Cultural, economic and social causes are among main reasons of breaking women and
children rights. One should remember that societies differ in customary norms,
and in one culture such practices can be recognized as the infringement of human
rights, whereas in other cultures do not cross the social standards and limitations
(e.g. the attitude to women or types of administered penalties).

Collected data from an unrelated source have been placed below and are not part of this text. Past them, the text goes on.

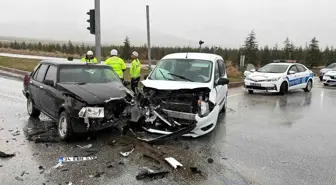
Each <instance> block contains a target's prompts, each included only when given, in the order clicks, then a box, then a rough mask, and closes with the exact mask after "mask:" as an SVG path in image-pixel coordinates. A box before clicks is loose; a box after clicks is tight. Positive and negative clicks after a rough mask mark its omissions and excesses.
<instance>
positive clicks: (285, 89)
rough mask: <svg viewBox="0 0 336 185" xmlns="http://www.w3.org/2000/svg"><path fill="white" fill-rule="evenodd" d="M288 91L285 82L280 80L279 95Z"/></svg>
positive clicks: (282, 94)
mask: <svg viewBox="0 0 336 185" xmlns="http://www.w3.org/2000/svg"><path fill="white" fill-rule="evenodd" d="M287 92H288V85H287V83H286V82H282V84H281V86H280V91H279V94H280V95H285V94H286V93H287Z"/></svg>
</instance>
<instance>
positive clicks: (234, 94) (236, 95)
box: [228, 93, 244, 98]
mask: <svg viewBox="0 0 336 185" xmlns="http://www.w3.org/2000/svg"><path fill="white" fill-rule="evenodd" d="M243 94H244V93H238V94H233V95H229V96H228V98H231V97H234V96H239V95H243Z"/></svg>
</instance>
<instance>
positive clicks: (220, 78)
mask: <svg viewBox="0 0 336 185" xmlns="http://www.w3.org/2000/svg"><path fill="white" fill-rule="evenodd" d="M229 82H230V81H229V79H227V78H219V79H218V81H217V83H216V85H227V84H229Z"/></svg>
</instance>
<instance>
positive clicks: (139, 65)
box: [130, 51, 141, 92]
mask: <svg viewBox="0 0 336 185" xmlns="http://www.w3.org/2000/svg"><path fill="white" fill-rule="evenodd" d="M138 57H139V54H138V52H136V51H133V53H132V55H131V58H132V63H131V69H130V77H131V88H132V91H133V92H135V89H138V84H139V81H140V73H141V63H140V61H139V59H138Z"/></svg>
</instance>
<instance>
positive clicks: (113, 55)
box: [105, 49, 126, 81]
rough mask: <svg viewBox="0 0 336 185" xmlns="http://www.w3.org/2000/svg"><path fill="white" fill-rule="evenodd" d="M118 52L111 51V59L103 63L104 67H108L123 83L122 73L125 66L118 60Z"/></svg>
mask: <svg viewBox="0 0 336 185" xmlns="http://www.w3.org/2000/svg"><path fill="white" fill-rule="evenodd" d="M117 55H118V51H117V50H116V49H112V50H111V57H110V58H108V59H107V60H106V61H105V64H106V65H109V66H111V67H112V68H113V70H114V71H115V72H116V73H117V74H118V76H119V78H120V79H121V80H122V81H124V71H125V70H126V64H125V62H124V60H123V59H121V58H119V57H118V56H117Z"/></svg>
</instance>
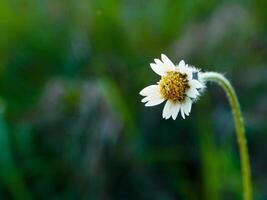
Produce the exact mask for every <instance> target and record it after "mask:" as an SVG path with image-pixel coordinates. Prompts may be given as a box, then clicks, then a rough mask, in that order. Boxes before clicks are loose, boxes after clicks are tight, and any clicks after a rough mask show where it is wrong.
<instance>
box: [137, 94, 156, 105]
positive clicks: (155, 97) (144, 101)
mask: <svg viewBox="0 0 267 200" xmlns="http://www.w3.org/2000/svg"><path fill="white" fill-rule="evenodd" d="M157 98H158V97H157V96H155V95H149V96H146V97H145V98H143V99H142V100H141V102H142V103H146V102H148V101H152V100H154V99H157Z"/></svg>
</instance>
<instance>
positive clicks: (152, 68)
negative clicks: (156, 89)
mask: <svg viewBox="0 0 267 200" xmlns="http://www.w3.org/2000/svg"><path fill="white" fill-rule="evenodd" d="M150 67H151V68H152V70H153V71H154V72H155V73H156V74H158V75H160V76H164V75H165V70H164V69H163V66H160V65H157V64H155V63H151V64H150Z"/></svg>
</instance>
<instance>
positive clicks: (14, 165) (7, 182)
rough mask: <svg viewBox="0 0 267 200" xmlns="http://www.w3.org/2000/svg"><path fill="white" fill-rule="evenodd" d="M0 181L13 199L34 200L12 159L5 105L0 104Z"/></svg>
mask: <svg viewBox="0 0 267 200" xmlns="http://www.w3.org/2000/svg"><path fill="white" fill-rule="evenodd" d="M0 147H1V151H0V178H1V179H0V180H1V182H2V183H3V185H5V186H6V188H7V189H8V190H9V192H10V193H11V196H12V199H32V198H31V195H30V193H29V191H28V189H27V188H26V185H25V184H24V182H23V180H22V176H21V174H20V172H19V171H18V168H17V167H16V164H15V162H14V159H13V157H12V152H11V145H10V139H9V134H8V129H7V124H6V121H5V117H4V105H3V103H2V102H0Z"/></svg>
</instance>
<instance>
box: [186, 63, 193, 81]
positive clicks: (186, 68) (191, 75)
mask: <svg viewBox="0 0 267 200" xmlns="http://www.w3.org/2000/svg"><path fill="white" fill-rule="evenodd" d="M184 73H185V74H186V75H187V79H188V80H192V78H193V70H192V69H191V68H190V67H189V66H188V65H186V66H185V68H184Z"/></svg>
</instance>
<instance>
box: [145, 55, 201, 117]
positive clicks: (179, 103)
mask: <svg viewBox="0 0 267 200" xmlns="http://www.w3.org/2000/svg"><path fill="white" fill-rule="evenodd" d="M150 66H151V68H152V70H153V71H154V72H155V73H156V74H158V75H160V76H161V79H160V81H159V82H158V83H157V84H156V85H150V86H148V87H145V88H144V89H143V90H141V92H140V95H142V96H144V98H143V99H142V102H143V103H145V106H155V105H158V104H161V103H163V102H164V101H166V104H165V106H164V109H163V113H162V117H163V118H165V119H169V118H170V117H172V118H173V119H174V120H175V119H176V117H177V115H178V113H179V111H180V112H181V115H182V117H183V118H184V119H185V115H187V116H188V115H189V114H190V112H191V106H192V103H193V102H194V101H195V100H196V99H197V98H198V96H199V95H200V93H199V90H200V89H201V88H204V84H203V83H202V82H200V81H199V80H198V79H197V75H198V73H199V70H197V69H195V68H193V67H190V66H188V65H187V64H185V62H184V61H183V60H181V61H180V62H179V64H178V65H176V66H175V65H174V64H173V63H172V61H170V59H169V58H168V57H167V56H166V55H164V54H161V60H160V59H155V63H151V64H150Z"/></svg>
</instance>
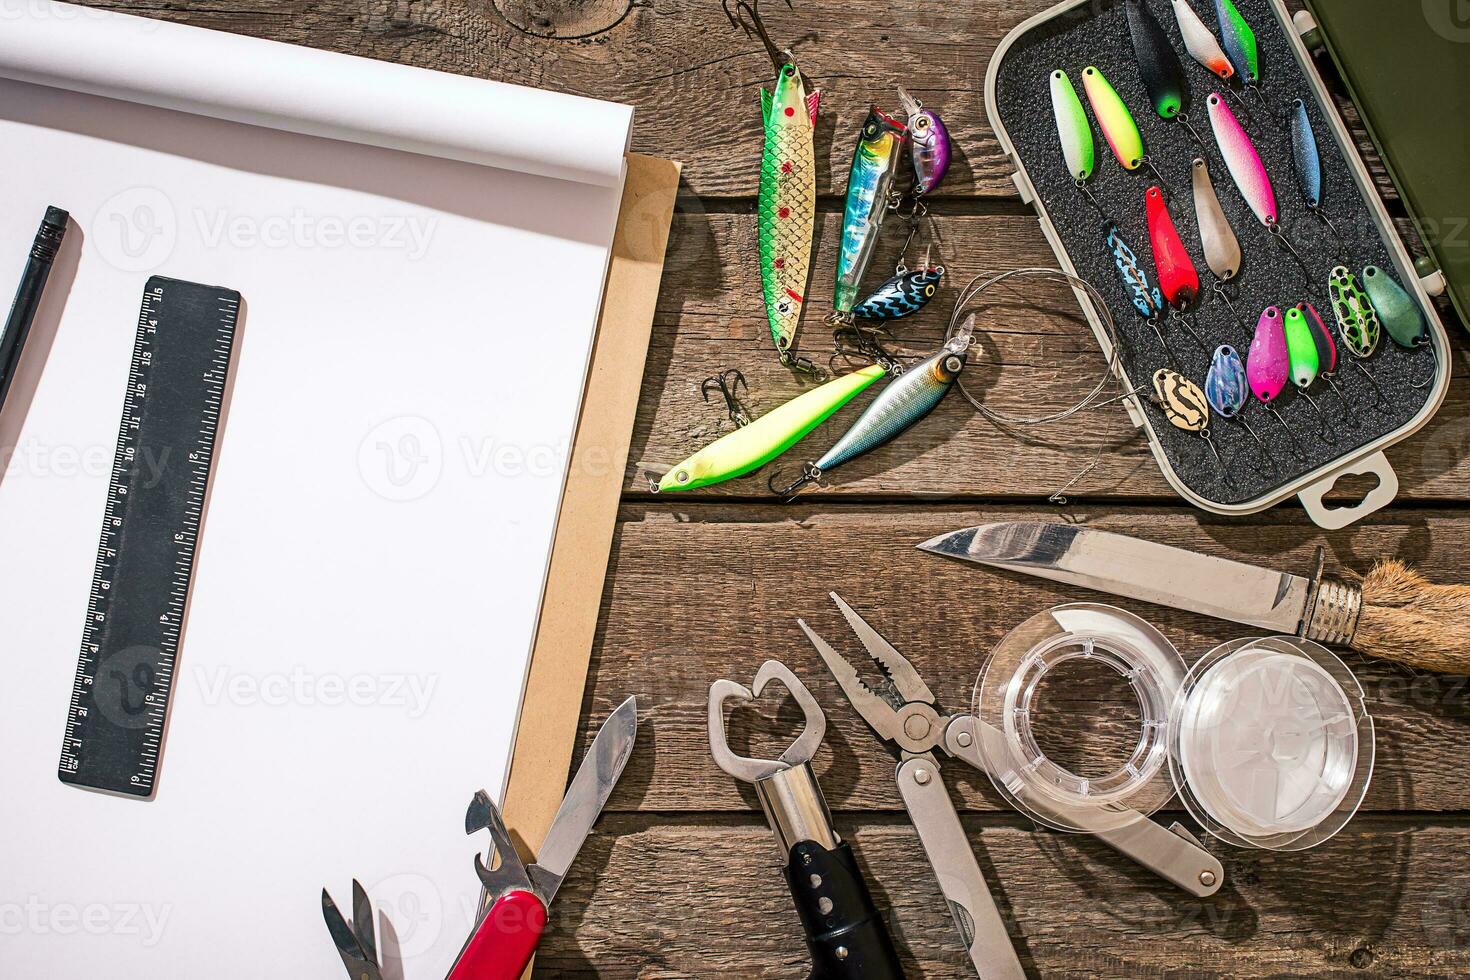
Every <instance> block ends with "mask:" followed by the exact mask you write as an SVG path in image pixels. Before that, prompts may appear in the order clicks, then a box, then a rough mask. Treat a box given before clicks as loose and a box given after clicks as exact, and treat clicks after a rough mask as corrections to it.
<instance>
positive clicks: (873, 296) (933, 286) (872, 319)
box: [853, 266, 944, 320]
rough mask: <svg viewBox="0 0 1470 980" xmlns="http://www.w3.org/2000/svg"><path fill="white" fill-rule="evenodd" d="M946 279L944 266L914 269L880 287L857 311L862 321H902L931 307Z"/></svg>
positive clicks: (855, 318) (854, 318)
mask: <svg viewBox="0 0 1470 980" xmlns="http://www.w3.org/2000/svg"><path fill="white" fill-rule="evenodd" d="M942 278H944V266H928V267H925V269H910V270H908V272H900V273H898V275H897V276H894V278H892V279H889V281H888V282H885V284H883V285H881V287H878V289H876V291H875V292H873V295H870V297H867V298H866V300H863V301H861V303H858V304H857V306H856V307H853V317H854V319H858V320H898V319H901V317H906V316H911V314H913V313H917V311H919V310H922V309H925V306H928V304H929V300H932V298H933V294H935V291H936V288H938V285H939V279H942Z"/></svg>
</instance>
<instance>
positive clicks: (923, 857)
mask: <svg viewBox="0 0 1470 980" xmlns="http://www.w3.org/2000/svg"><path fill="white" fill-rule="evenodd" d="M836 823H838V832H839V833H842V835H844V837H845V839H847V840H850V842H851V845H853V849H854V851H856V852H857V855H858V861H860V864H861V865H863V868H864V873H866V876H867V880H869V882H870V884H872V890H873V896H875V901H876V902H878V904H879V907H882V908H883V909H886V917H888V923H889V929H891V932H892V934H894V939H895V942H897V945H898V948H900V952H901V956H903V959H904V967H906V970H907V971H908V976H911V977H967V976H973V973H972V971H970V968H969V961H967V958H966V955H964V952H963V949H961V948H960V943H958V939H957V937H956V933H954V926H953V924H951V921H950V915H948V912H947V911H945V905H944V898H942V896H941V893H939V887H938V884H936V883H935V879H933V874H932V873H931V871H929V865H928V862H926V861H925V857H923V849H922V848H920V845H919V840H917V837H916V836H914V832H913V827H910V826H908V823H907V821H906V820H897V818H895V820H883V818H873V817H867V818H856V817H844V818H838V821H836ZM964 823H966V829H967V832H969V837H970V840H972V843H973V845H975V851H976V855H978V857H979V861H980V867H982V868H983V870H985V873H986V876H988V879H989V880H991V883H992V887H994V890H995V895H997V898H998V904H1000V907H1001V911H1003V915H1004V917H1005V920H1007V924H1008V929H1010V933H1011V937H1013V940H1014V943H1016V948H1017V952H1019V954H1020V958H1022V962H1023V965H1026V967H1028V970H1030V973H1032V976H1041V977H1069V979H1076V980H1082V979H1092V977H1127V979H1129V980H1144V979H1164V977H1169V979H1179V977H1333V979H1341V977H1464V976H1466V974H1467V973H1470V948H1467V940H1470V920H1467V918H1466V908H1467V905H1470V873H1467V871H1466V868H1467V865H1470V832H1467V830H1466V829H1463V827H1432V826H1424V824H1421V823H1419V821H1414V820H1402V818H1382V817H1377V818H1363V820H1358V821H1355V823H1354V824H1351V826H1349V827H1348V829H1347V830H1345V832H1344V833H1342V835H1341V836H1339V837H1338V839H1336V840H1333V846H1332V848H1330V849H1319V851H1307V852H1301V854H1269V852H1264V851H1255V852H1242V851H1230V852H1229V854H1227V855H1226V876H1227V880H1229V884H1227V886H1226V887H1225V889H1222V892H1220V893H1217V895H1216V896H1214V898H1213V899H1210V901H1197V899H1192V898H1189V896H1186V895H1185V893H1183V892H1173V890H1167V889H1161V887H1158V886H1157V883H1155V882H1154V880H1152V879H1151V877H1150V876H1147V874H1142V873H1138V871H1135V870H1133V868H1130V867H1127V865H1125V864H1123V862H1120V861H1119V860H1117V858H1116V857H1114V855H1113V854H1111V852H1108V851H1107V849H1105V848H1103V846H1101V845H1098V843H1097V842H1094V840H1086V839H1075V837H1070V836H1067V837H1063V836H1060V835H1054V833H1033V832H1030V830H1029V829H1026V827H1023V826H1020V824H1016V823H1014V821H1008V820H1007V821H997V820H986V818H975V817H972V818H967V820H966V821H964ZM601 830H603V833H598V835H597V836H594V837H592V839H591V840H589V842H588V846H587V851H585V852H584V855H582V858H581V860H579V862H578V874H576V876H575V877H573V879H570V880H569V882H567V884H566V887H564V889H563V892H562V895H560V896H559V898H557V902H559V907H560V908H559V914H557V924H556V927H554V929H553V932H551V933H550V934H548V936H547V937H545V940H544V942H542V948H541V949H542V952H541V958H539V961H538V962H539V965H541V967H542V968H545V970H548V971H550V973H548V976H600V977H644V979H645V980H653V979H660V980H663V979H669V980H673V979H675V977H731V976H742V977H804V976H806V974H807V971H808V970H810V965H808V959H807V954H806V948H804V946H803V943H801V937H800V933H801V930H800V924H798V923H797V917H795V911H794V909H792V908H791V899H789V896H788V895H786V893H785V883H784V882H782V880H781V873H779V868H778V864H776V855H775V848H772V843H770V832H769V830H767V829H766V827H764V824H760V823H751V821H748V820H731V818H710V817H697V818H695V817H689V818H685V820H681V821H676V823H675V821H669V820H661V818H656V817H637V815H617V817H610V818H607V820H604V823H603V824H601ZM1366 868H1372V870H1373V871H1372V876H1373V877H1372V879H1369V877H1367V873H1366ZM653 883H657V884H656V889H657V890H650V887H651V884H653Z"/></svg>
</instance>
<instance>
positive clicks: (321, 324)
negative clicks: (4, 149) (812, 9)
mask: <svg viewBox="0 0 1470 980" xmlns="http://www.w3.org/2000/svg"><path fill="white" fill-rule="evenodd" d="M90 16H94V15H90ZM12 29H15V24H7V25H6V31H12ZM216 81H218V79H216ZM500 88H504V90H506V91H498V90H497V93H495V94H487V98H490V100H491V101H494V100H497V98H514V93H516V91H517V90H514V88H510V87H500ZM487 91H488V90H487ZM507 93H509V94H507ZM584 101H585V100H576V103H579V104H575V106H572V107H570V109H569V116H567V119H573V118H576V116H578V115H579V113H582V112H585V110H587V109H588V107H587V106H584V104H581V103H584ZM548 104H553V106H554V100H553V103H548ZM510 109H513V106H512V107H510ZM614 109H617V107H614ZM501 110H507V107H506V106H500V107H498V109H495V112H501ZM619 115H620V118H622V119H623V120H625V126H623V131H622V132H616V126H613V128H612V131H610V132H613V134H614V135H607V134H604V135H603V137H598V143H600V145H598V150H604V148H606V150H609V151H612V153H616V154H617V157H619V159H620V156H622V150H623V145H625V144H626V119H628V116H626V110H619ZM534 125H535V126H537V128H539V129H541V131H544V132H551V134H554V132H557V129H559V116H557V110H556V109H554V107H553V109H542V112H541V115H539V118H537V119H535V123H534ZM609 140H610V141H612V143H610V144H609ZM0 145H4V147H6V165H4V166H6V172H4V181H3V182H0V289H9V288H10V281H9V279H6V278H4V276H9V275H13V276H15V278H16V281H18V279H19V275H21V269H22V266H24V260H25V254H26V251H28V248H29V244H31V239H32V237H34V234H35V228H37V225H38V222H40V217H41V213H43V210H44V209H46V206H47V204H56V206H59V207H65V209H66V210H69V212H71V213H72V217H73V225H72V228H71V231H69V234H68V241H66V245H65V248H63V254H62V259H60V260H59V262H57V266H56V270H54V272H53V281H51V287H50V288H49V291H47V298H46V306H44V309H43V313H41V317H40V319H38V322H37V326H35V329H34V332H32V336H31V342H29V344H28V348H26V354H25V360H24V363H22V372H21V376H19V379H18V382H16V385H15V389H13V391H12V395H10V401H9V404H7V406H6V408H4V414H3V417H0V438H3V447H4V448H6V450H7V451H9V457H7V460H6V467H4V470H3V475H0V555H3V558H0V649H3V657H4V658H6V667H7V669H6V683H4V685H3V686H0V745H4V746H6V760H7V761H6V764H4V776H6V805H4V808H3V811H0V974H3V976H6V977H26V979H31V977H37V979H38V977H47V979H78V980H81V979H82V977H122V979H134V977H135V979H138V980H143V979H156V977H210V979H212V980H223V979H229V977H323V979H326V977H331V979H335V977H338V976H341V970H343V967H341V962H340V961H338V956H337V952H335V949H334V946H332V943H331V940H329V937H328V933H326V927H325V924H323V921H322V914H320V889H322V887H323V886H326V887H328V889H329V890H331V892H332V895H334V896H335V898H337V901H338V904H340V905H341V907H343V908H344V912H345V914H348V915H350V901H351V880H353V877H357V879H360V880H362V882H363V883H365V884H366V886H368V889H369V892H370V895H372V899H373V902H375V905H376V908H378V909H379V923H378V926H379V945H381V946H385V956H387V958H388V959H390V970H388V974H387V976H403V977H406V979H407V980H416V979H420V977H442V976H444V974H445V973H447V970H448V967H450V964H451V961H453V956H454V954H456V952H457V951H459V948H460V945H462V942H463V940H465V937H466V936H467V933H469V930H470V923H472V917H473V911H475V907H476V901H478V896H479V883H478V880H476V877H475V873H473V868H472V855H473V854H475V852H476V849H479V848H482V846H484V845H485V839H479V840H472V839H469V837H466V836H465V833H463V824H462V821H463V813H465V807H466V805H467V804H469V799H470V795H472V793H473V792H475V790H476V789H479V788H485V789H488V790H490V792H491V793H492V795H498V792H500V789H501V783H503V779H504V774H506V767H507V763H509V751H510V745H512V739H513V730H514V721H516V714H517V705H519V699H520V692H522V685H523V679H525V671H526V666H528V660H529V649H531V644H532V638H534V630H535V624H537V616H538V608H539V601H541V592H542V582H544V574H545V567H547V561H548V555H550V547H551V541H553V535H554V527H556V516H557V507H559V501H560V494H562V488H563V482H564V478H566V467H567V455H569V447H570V442H572V436H573V432H575V426H576V417H578V410H579V404H581V395H582V386H584V376H585V367H587V360H588V354H589V348H591V341H592V335H594V331H595V320H597V311H598V304H600V298H601V288H603V278H604V272H606V266H607V259H609V250H610V242H612V235H613V229H614V225H616V216H617V206H619V194H620V187H619V181H617V179H614V181H610V182H579V181H567V179H553V178H548V176H541V175H534V173H526V172H516V170H510V169H492V167H488V166H478V165H473V163H467V162H463V160H460V159H440V157H434V156H426V154H423V153H409V151H404V150H400V148H388V145H368V144H363V143H351V141H344V140H329V138H322V137H315V135H301V134H297V132H284V131H281V129H273V128H265V126H251V125H244V123H241V122H234V120H228V119H212V118H203V116H198V115H191V113H184V112H178V110H172V109H162V107H156V106H146V104H138V103H134V101H128V100H110V98H104V97H100V96H97V94H88V93H84V91H66V90H63V88H54V87H43V85H35V84H29V82H25V81H13V79H4V81H0ZM390 145H391V144H390ZM557 166H560V165H557ZM553 169H554V167H553ZM154 273H156V275H166V276H172V278H178V279H191V281H196V282H204V284H210V285H219V287H228V288H234V289H238V291H240V292H241V295H243V297H244V304H243V309H244V314H243V317H241V325H240V331H238V334H237V339H235V344H237V359H235V364H234V369H232V382H231V394H229V400H228V408H226V417H225V420H223V425H222V429H221V436H219V444H218V455H216V467H215V473H213V482H212V492H210V501H209V508H207V513H206V523H204V529H203V535H201V542H200V550H198V557H197V564H196V573H194V583H193V597H191V604H190V613H188V621H187V629H185V635H184V642H182V651H181V657H179V664H178V669H179V671H178V677H176V683H175V689H173V704H172V714H171V721H169V729H168V739H166V743H165V749H163V760H162V767H160V779H159V788H157V793H156V798H154V799H151V801H137V799H118V798H112V796H106V795H101V793H94V792H87V790H82V789H76V788H72V786H66V785H63V783H62V782H59V779H57V774H56V765H57V760H59V755H60V743H62V732H63V726H65V716H66V705H68V698H69V695H71V688H72V680H73V676H75V667H76V649H78V645H79V641H81V632H82V617H84V611H85V608H87V595H88V589H90V585H91V574H93V563H94V558H96V550H97V539H98V532H100V529H101V516H103V505H104V500H106V491H107V479H109V473H110V466H112V458H113V448H115V445H116V428H118V420H119V416H121V408H122V397H123V385H125V379H126V370H128V359H129V353H131V350H132V342H134V332H135V326H137V316H138V306H140V301H141V295H143V287H144V282H146V281H147V278H148V276H150V275H154ZM12 447H13V450H12ZM482 837H484V835H482ZM400 959H401V973H400V971H398V968H397V965H395V964H397V961H400Z"/></svg>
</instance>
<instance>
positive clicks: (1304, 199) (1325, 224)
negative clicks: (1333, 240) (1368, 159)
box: [1291, 98, 1341, 238]
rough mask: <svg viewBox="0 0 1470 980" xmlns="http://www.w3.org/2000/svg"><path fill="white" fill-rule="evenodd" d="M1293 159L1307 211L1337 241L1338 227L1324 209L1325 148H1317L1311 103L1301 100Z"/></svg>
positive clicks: (1295, 110) (1297, 113) (1297, 125)
mask: <svg viewBox="0 0 1470 980" xmlns="http://www.w3.org/2000/svg"><path fill="white" fill-rule="evenodd" d="M1291 159H1292V163H1294V165H1295V169H1297V187H1298V188H1301V195H1302V200H1305V201H1307V210H1310V212H1311V213H1313V215H1316V216H1317V220H1320V222H1322V223H1323V225H1326V226H1327V231H1330V232H1332V235H1333V237H1335V238H1341V235H1338V229H1336V226H1335V225H1333V223H1332V219H1330V217H1327V215H1326V212H1323V210H1322V185H1323V179H1322V178H1323V175H1322V148H1320V147H1319V145H1317V131H1316V129H1313V126H1311V116H1310V115H1308V113H1307V103H1304V101H1302V100H1301V98H1298V100H1295V101H1294V103H1292V104H1291Z"/></svg>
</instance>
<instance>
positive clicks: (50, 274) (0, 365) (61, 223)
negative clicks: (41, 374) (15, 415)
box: [0, 207, 68, 410]
mask: <svg viewBox="0 0 1470 980" xmlns="http://www.w3.org/2000/svg"><path fill="white" fill-rule="evenodd" d="M66 219H68V215H66V212H63V210H62V209H59V207H47V209H46V216H44V217H43V219H41V231H38V232H35V244H34V245H31V257H29V259H26V263H25V275H22V276H21V288H19V289H16V291H15V303H12V304H10V316H7V317H6V322H4V332H3V334H0V410H3V408H4V400H6V395H9V394H10V382H12V381H15V369H16V366H18V364H19V363H21V351H22V350H24V348H25V338H26V335H28V334H29V332H31V320H34V319H35V310H37V307H40V306H41V292H43V291H44V289H46V279H47V278H49V276H50V275H51V263H53V262H54V260H56V253H57V251H59V250H60V247H62V237H63V235H66Z"/></svg>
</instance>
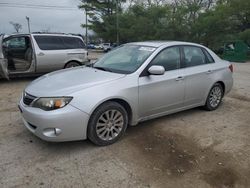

Political issues are often a reason of breaking human rights - some countries of the
world (most often totalitarian and authoritarian ones) limit personal and political
laws of their citizens (e.g. the personal inviolability, the right to the expression and
forming unions, right to the just and impartial court, freedom of speech) being
afraid of losing the power. Armed conflicts during which the human rights are also
broken, are also treated as the political reasons. Vast economic
underdevelopment can also be a reason for not respecting human rights. The
another reason for breaking human rights are also rooted in human nature
chauvinist, racist or xenophobic attitudes, causing the discrimination other people
because of their skin colour, religious belief, or origin.
10. Lithuania, as the first Baltic country, admitted that this
problem is present within it boundries. Every single
year 120 thousand people are an object of the trade in
Europe, among which about 3 thousand are women
that come from the Baltic countries. 1000-1200 of
these women are citizens of Lithuania. Non-
governmental organizations of Lithuania started the
fight with this problem in 2006. The increasing
unemployment, social problems, small income and the
lack of the education – these facts increase the
number of potential victims. The most common victims
are the girls between 17-23 years of age, and are often
from disfunctional families, or from orphanages.
11. What problems in everyday life have persons, who
were made to leave their own country, got?
What are the social effects of the destruction of the
environment in your opinion? What can you do to
counteract the destruction of the environment?
Can the scientific progress have the negative
influence on the society? What can it be?
What are the social effects of the corruption?